Sólo la pronuncian cuando no hay ante la cámara ni intrusos de fuera ni forasteros del Carmelo. A Pujol, el pionero en recurrir al método austriaco para horadar la moral civil catalana, le place sobremanera. Jamás renuncia al goce de repetirla en público siempre que se tercie una de esas ocasiones. Y lo mismo sucede con los demás, empezando por los Maragall, Duran Lleida, Clos, Carod, Nadal o Mas, y acabando por el último patriota con cochecito oficial. Al deletrear el mantra, indefectiblemente, a todos se les ilumina la mirada. Incluso, escuchándolos en tal trance, el inadvertido la podría tomar por un afrodisíaco retórico. A tal punto los excita usar la frase a casa nostra (en nuestra casa).
El verano pasado, los de la Casa Nostra festejaron fraternalmente que un delincuente común condenado por la Justicia, Josep Maria Sala, fuese elevado a la Ejecutiva del PSC. Felip Puig, el de CiU que firmó el jugoso supercontrato de la línea 5 del metro, declaró entonces que aquello de Filesa no había sido para tanto. A ojos de la Casa Nostra, nunca nada es para tanto; eso de los mil barceloneses tirados en la en la calle, tampoco. De ahí que Nadal, el del PSC que rubricó el cambio de la estación, nada grave reproche a Puig, y Puig, que también es un gran señor, no exija ni en broma la dimisión de Nadal. Como debe ser, como siempre ha sido. Como está mandado que sea en las viejas leyes no escritas de casa nostra.
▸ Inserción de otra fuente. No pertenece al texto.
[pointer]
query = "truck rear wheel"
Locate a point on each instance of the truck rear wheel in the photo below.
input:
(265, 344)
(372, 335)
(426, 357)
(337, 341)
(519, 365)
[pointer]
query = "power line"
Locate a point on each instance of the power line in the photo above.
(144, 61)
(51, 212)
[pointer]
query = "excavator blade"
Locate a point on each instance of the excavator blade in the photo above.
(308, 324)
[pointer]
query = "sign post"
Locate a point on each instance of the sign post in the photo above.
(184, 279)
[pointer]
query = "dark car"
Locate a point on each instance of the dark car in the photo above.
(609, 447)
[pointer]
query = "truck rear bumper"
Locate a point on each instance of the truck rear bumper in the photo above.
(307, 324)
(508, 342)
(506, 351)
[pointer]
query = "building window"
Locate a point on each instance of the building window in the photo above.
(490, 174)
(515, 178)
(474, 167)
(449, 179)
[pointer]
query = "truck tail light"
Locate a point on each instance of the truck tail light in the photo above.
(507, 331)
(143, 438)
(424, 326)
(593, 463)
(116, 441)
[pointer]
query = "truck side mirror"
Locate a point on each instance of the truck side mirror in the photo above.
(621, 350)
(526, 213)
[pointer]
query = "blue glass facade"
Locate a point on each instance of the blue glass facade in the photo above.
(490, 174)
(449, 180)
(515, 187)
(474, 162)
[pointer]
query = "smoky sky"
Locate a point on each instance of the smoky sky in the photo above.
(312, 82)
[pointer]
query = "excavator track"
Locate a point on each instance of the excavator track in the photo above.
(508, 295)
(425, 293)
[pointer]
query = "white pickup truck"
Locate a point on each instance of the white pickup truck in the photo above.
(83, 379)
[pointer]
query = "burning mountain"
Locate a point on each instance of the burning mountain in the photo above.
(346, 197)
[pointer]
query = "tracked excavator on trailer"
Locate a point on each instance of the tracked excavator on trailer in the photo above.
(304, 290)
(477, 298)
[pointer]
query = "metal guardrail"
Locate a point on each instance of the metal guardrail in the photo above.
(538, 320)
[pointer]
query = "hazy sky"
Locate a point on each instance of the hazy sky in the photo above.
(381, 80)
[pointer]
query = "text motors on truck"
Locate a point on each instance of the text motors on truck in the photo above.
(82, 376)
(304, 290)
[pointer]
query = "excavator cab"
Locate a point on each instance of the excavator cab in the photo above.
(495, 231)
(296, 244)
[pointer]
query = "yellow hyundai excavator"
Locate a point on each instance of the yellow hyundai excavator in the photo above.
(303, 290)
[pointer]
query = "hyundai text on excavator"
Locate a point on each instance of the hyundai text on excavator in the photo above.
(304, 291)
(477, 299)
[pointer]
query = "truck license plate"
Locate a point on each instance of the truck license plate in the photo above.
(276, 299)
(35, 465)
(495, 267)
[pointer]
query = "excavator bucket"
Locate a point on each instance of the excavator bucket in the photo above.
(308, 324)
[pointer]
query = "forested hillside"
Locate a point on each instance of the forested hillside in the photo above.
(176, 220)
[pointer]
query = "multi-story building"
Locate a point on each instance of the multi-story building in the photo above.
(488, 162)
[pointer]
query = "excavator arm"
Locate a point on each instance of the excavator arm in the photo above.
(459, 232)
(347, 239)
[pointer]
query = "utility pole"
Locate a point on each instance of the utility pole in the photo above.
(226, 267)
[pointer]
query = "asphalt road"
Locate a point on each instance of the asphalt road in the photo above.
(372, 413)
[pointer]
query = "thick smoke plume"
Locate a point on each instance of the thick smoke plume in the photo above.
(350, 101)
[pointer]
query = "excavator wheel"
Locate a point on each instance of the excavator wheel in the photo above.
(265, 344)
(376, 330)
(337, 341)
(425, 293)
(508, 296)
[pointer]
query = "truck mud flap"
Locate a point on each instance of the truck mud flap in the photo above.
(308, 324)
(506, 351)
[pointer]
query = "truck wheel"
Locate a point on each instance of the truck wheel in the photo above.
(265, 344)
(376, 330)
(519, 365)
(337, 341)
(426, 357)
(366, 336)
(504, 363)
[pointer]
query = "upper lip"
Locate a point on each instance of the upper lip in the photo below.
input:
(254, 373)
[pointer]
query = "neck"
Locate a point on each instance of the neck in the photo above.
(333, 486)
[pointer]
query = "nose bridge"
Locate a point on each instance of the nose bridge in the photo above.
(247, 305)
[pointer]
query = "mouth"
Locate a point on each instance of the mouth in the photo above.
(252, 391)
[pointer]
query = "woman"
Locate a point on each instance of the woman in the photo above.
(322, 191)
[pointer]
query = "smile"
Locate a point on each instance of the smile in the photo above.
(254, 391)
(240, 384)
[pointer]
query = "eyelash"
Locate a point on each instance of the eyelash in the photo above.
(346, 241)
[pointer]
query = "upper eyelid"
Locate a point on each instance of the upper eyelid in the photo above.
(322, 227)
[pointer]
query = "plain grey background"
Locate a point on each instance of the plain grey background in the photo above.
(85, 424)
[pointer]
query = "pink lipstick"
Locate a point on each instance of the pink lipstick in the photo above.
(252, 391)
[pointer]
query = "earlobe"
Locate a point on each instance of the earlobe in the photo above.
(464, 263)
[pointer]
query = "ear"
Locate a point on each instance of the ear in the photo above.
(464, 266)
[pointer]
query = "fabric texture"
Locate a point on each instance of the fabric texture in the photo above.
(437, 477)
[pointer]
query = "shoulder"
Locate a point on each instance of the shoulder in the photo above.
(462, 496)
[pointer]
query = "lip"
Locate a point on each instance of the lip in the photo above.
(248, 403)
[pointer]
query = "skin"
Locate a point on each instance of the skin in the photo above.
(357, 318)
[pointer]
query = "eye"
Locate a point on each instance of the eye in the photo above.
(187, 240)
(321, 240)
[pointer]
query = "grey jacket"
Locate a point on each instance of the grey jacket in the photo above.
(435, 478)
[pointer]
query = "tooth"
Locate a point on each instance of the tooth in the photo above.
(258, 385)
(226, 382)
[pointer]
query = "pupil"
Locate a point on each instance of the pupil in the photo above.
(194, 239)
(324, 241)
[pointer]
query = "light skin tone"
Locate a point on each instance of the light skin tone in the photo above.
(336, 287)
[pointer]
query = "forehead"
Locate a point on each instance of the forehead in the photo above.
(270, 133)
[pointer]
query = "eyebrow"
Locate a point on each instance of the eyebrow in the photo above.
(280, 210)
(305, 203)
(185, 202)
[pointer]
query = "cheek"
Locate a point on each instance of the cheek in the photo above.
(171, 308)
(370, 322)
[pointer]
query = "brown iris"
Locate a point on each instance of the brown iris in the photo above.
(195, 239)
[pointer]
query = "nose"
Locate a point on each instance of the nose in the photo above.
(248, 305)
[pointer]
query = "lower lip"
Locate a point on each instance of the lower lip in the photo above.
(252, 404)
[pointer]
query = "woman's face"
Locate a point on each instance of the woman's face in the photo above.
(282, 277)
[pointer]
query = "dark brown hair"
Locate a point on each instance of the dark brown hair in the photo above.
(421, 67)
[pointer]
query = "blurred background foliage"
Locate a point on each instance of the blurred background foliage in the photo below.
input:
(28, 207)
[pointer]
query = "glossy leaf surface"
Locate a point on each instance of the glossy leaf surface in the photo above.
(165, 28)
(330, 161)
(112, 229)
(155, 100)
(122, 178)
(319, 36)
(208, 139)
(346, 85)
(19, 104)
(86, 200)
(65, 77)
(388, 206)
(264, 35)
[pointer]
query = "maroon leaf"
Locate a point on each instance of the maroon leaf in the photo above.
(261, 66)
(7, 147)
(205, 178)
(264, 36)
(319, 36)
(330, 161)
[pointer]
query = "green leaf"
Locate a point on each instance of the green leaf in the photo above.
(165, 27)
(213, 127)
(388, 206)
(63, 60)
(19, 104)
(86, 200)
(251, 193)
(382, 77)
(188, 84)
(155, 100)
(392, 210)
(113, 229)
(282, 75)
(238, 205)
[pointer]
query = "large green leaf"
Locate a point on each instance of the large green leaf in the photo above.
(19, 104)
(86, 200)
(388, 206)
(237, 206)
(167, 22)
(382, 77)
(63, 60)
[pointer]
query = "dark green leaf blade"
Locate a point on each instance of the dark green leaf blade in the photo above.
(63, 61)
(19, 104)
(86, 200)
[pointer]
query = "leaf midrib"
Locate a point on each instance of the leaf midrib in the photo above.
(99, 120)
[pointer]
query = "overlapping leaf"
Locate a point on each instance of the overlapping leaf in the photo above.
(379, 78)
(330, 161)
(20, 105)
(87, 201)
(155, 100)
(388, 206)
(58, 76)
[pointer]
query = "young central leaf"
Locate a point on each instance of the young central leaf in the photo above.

Y es que la única obsesión de todos reside en tapar como sea el agujero. Porque de lo otro no hay más que decir. “Ha sido una catástrofe natural”, certificó ayer el director de GISA, la empresa pública que coordina las obras. La culpa de todo, pues, corresponde única y exclusivamente la Naturaleza. En consecuencia, algún juez progresista habrá de instruir urgentemente diligencias contra la montaña, y el Ayuntamiento deberá declararla montículo non grato en su próxima sesión plenaria. Punto.